Вне закона - Иосиф Герасимов
Шрифт:
Интервал:
Закладка:
Яблоко было чудесным — алма-атинский апорт. Он разрезал его ножом на дольки и, вдыхая свежий аромат, прожевал неторопливо, а потом уж подвинул к себе овсянку. Сегодня он не спешил, машина должна заехать в половине одиннадцатого, лишь на одиннадцать назначено совещание, а ранее появляться у себя в кабинете не следует.
Вчера в академии он сделал доклад, все прошло удачно, ему аплодировали, и президент пожал руку, поздравляя с удачей, хотя, надо сказать, обстановка была пакостная, не проходило и месяца, чтобы кого-нибудь не подвергали обструкции, были запретны ссылки на всяких западных учёных, а без них делать доклады стало крайне сложно, однако ж ссылаться только на российский приоритет тоже было непристойно. Вся тонкость заключалась в том, чтобы суметь проскочить в игольное ушко так мягко и гладко, дабы никто не заметил, что, цитируя Грум-Гржимайло, он опирается не на него, а на Бессемера или Мартена. Если кто это и заметит, то постарается смолчать. С Палием связываться не хотели, знали, что большинство работ его делается по заказам военных и на критику их наложено табу, хотя в докладе им были высказаны общие концепции по физико-химическим проблемам.
Лысенко сидел в первом ряду, в черном костюме, слушал внимательно, вытянув вперед ноги; его аскетическое лицо с косым зачесом волос было загорелым и уверенным, и, когда Палий закончил, Лысенко зааплодировал одним из первых. Палий про себя усмехнулся: «Лицедей. Ведь ни черта не понял, а туда же…» Лысенко боялись, старики старались его обходить стороной, а те, кто помоложе, низко раскланивались. Палий же его презирал за всю ту шумиху, которую он поднял в стране и которая никак не могла утихнуть; и еще он презирал его за мужицкие манеры, а тот нарочито их подчеркивал, демонстрируя этим, что не просто вышел из народа, но и сам есть не кто иной, как народ. Он его презирал, но понимал — выказывать это презрение нельзя, всегда надо оставаться дипломатом, в науке не следует наживать врагов, они сами нарождаются и чаще всего маскируются под друзей.

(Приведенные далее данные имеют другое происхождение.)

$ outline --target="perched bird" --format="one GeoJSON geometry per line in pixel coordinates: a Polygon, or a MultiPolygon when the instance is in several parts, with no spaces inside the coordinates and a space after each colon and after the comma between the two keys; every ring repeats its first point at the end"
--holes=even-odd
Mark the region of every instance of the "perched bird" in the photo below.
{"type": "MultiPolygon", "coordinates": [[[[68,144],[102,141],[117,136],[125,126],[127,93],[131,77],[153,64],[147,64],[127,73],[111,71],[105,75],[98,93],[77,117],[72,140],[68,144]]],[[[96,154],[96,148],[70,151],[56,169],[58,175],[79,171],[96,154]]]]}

Окна столовой выходили на улицу Горького, сквозь раздвинутые занавеси можно было видеть серый угол Центрального телеграфа, а левее открывалось небо. Если подойдешь к самому окну, то разглядишь здания булочной и театра имени Ермоловой. Шум улицы долетал в раскрытую форточку, однако спальня и кабинет Палия выходили во двор, там было тихо, а он ценил тишину. Он занял эту квартиру в сорок пятом, как получил Сталинскую премию и награжден был орденами; после приема у Сталина ему позвонили из Моссовета и попросили приехать за ордером, он и сам не ожидал, что получит жилую площадь именно здесь, где квартировали знаменитые актеры, ученые и другие известные стране люди.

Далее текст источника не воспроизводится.